Thomas Hallberg
- Country (sports): Sweden
- Residence: Stockholm, Sweden
- Born: 1 August 1940 (age 84) Stockholm, Sweden
- Plays: Right-handed

Singles
- Career record: 0–4
- Career titles: 0

Grand Slam singles results
- French Open: 2R (1962)
- US Open: 1R (1962, 1963, 1964)

Doubles
- Career record: 0–1
- Career titles: 0

Mixed doubles

Grand Slam mixed doubles results
- Wimbledon: 2R (1963)

= Thomas Hallberg =

Swedish tennis player

Dag Thomas Hallberg (born 1 August 1940) is a former tennis player and administrator from Sweden.

==Tennis career==
Hallberg represented Sweden in the 1961 Europe Zone final against Italy. In the doubles rubber he partnered with Jan-Erik Lundqvist and lost in four sets to Nicola Pietrangeli and Orlando Sirola. In the final singles rubber, he played against Fausto Gardini and lost in straight sets.

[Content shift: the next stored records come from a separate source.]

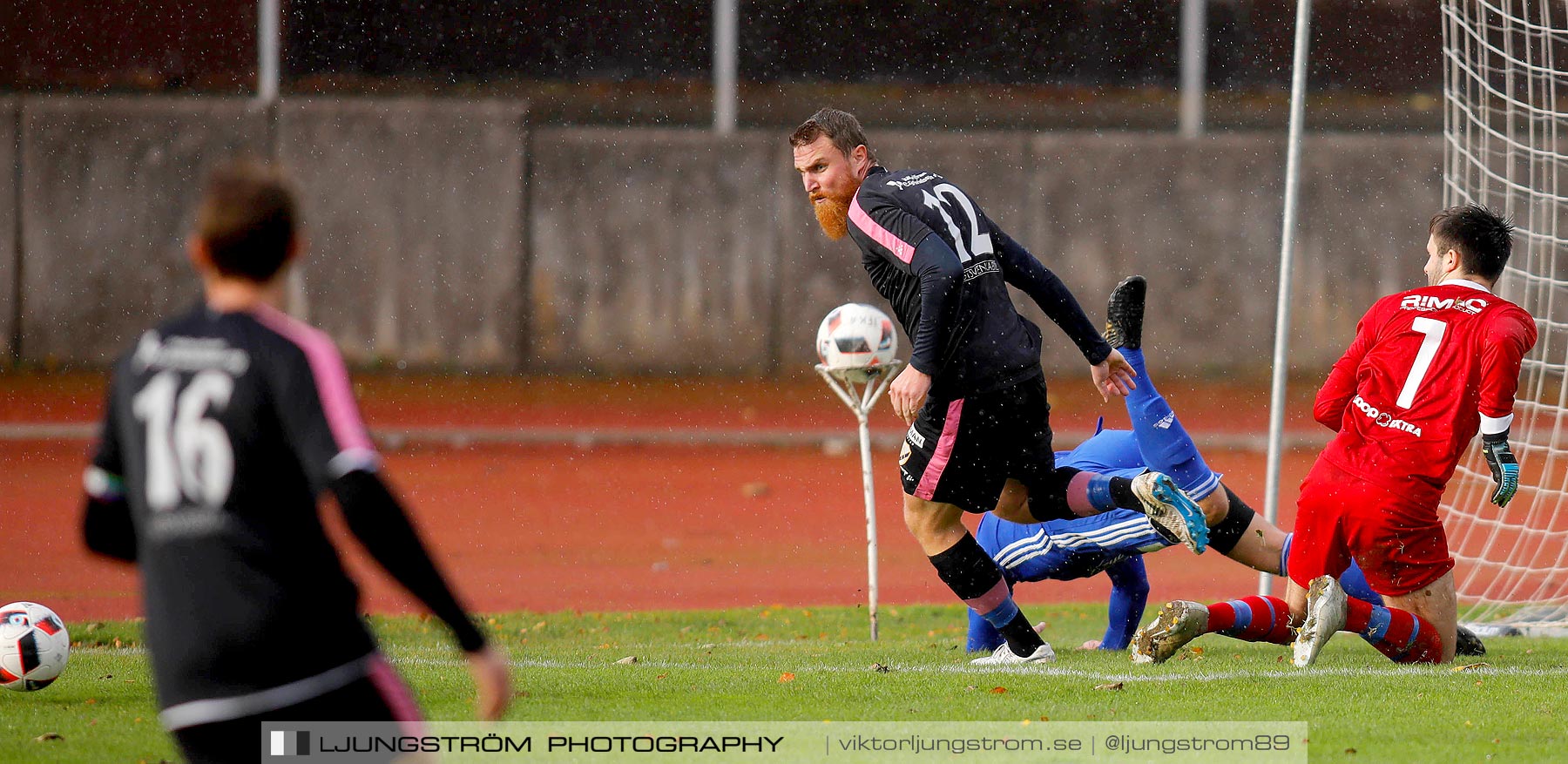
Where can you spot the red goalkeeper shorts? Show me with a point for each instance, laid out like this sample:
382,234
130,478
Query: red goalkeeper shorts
1340,517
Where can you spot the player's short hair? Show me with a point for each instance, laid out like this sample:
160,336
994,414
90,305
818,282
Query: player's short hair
841,127
1482,237
247,219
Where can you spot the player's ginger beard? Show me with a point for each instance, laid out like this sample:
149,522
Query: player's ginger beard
833,215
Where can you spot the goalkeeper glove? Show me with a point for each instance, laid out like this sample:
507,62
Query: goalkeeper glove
1504,470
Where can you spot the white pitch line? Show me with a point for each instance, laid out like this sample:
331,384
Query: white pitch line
968,670
1046,670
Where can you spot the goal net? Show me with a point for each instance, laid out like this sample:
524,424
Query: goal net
1505,129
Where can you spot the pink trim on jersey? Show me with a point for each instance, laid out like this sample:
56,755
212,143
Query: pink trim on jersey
944,450
395,695
901,248
991,599
331,377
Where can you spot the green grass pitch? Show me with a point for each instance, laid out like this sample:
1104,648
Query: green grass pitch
794,664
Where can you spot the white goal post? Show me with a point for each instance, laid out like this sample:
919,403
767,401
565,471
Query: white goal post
1505,146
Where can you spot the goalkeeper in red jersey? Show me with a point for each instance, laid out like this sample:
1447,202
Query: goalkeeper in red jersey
1427,369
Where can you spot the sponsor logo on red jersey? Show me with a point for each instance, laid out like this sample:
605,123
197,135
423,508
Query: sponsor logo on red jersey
1473,305
1385,419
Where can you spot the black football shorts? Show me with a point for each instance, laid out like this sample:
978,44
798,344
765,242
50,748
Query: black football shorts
963,450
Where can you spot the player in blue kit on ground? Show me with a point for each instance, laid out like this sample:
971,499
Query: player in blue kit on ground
1113,542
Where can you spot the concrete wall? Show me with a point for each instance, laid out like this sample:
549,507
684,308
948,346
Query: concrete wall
107,192
8,256
415,215
452,236
652,252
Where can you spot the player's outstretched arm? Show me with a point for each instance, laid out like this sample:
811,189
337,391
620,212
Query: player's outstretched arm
1328,409
940,275
376,518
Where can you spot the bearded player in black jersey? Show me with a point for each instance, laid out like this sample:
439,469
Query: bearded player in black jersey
974,391
221,427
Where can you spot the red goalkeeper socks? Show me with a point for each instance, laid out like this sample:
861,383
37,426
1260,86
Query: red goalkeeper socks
1399,634
1254,619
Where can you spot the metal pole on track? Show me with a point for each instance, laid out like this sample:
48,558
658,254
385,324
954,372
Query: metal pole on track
870,521
862,401
1193,66
1293,180
267,51
725,64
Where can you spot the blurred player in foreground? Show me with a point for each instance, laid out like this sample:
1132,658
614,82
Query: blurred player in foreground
221,427
1113,542
1427,369
974,391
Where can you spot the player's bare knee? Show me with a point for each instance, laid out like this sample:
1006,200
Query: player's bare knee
1013,504
1214,507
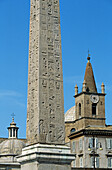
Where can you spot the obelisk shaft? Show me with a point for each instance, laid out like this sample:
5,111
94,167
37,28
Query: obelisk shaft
45,108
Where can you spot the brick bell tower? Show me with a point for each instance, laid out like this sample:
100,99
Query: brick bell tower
90,105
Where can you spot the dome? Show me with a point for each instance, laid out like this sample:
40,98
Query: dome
12,146
70,114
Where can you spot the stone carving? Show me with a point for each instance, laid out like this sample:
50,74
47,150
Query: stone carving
45,113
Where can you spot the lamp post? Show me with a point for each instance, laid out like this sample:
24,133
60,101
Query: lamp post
93,149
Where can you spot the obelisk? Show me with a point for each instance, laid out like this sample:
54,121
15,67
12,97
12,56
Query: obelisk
45,107
45,112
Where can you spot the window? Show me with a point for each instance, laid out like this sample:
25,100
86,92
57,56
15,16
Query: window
80,144
72,130
96,162
91,142
81,161
109,162
109,143
73,146
94,109
79,109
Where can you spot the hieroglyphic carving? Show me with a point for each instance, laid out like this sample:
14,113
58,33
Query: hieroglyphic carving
45,117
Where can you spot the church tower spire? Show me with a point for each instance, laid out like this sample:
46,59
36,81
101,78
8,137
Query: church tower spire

Hallberg made his Grand Slam debut in 1962 at the French Open and after receiving a bye in the first round, lost in the second round to Roy Emerson. He also played at the 1962, 1963 and 1964 US Opens, losing in the first round on each occasion.

Hallberg's one tournament victory was at the 1962 Kassel Open in Germany when he beat the Hungarian player, Istvan Sikorski, 6–2, 6–1 in the final.

Hallberg joined the International Tennis Federation in 1984 as director of men's tennis before becoming director of the Davis Cup, a position he held until his retirement in 2000.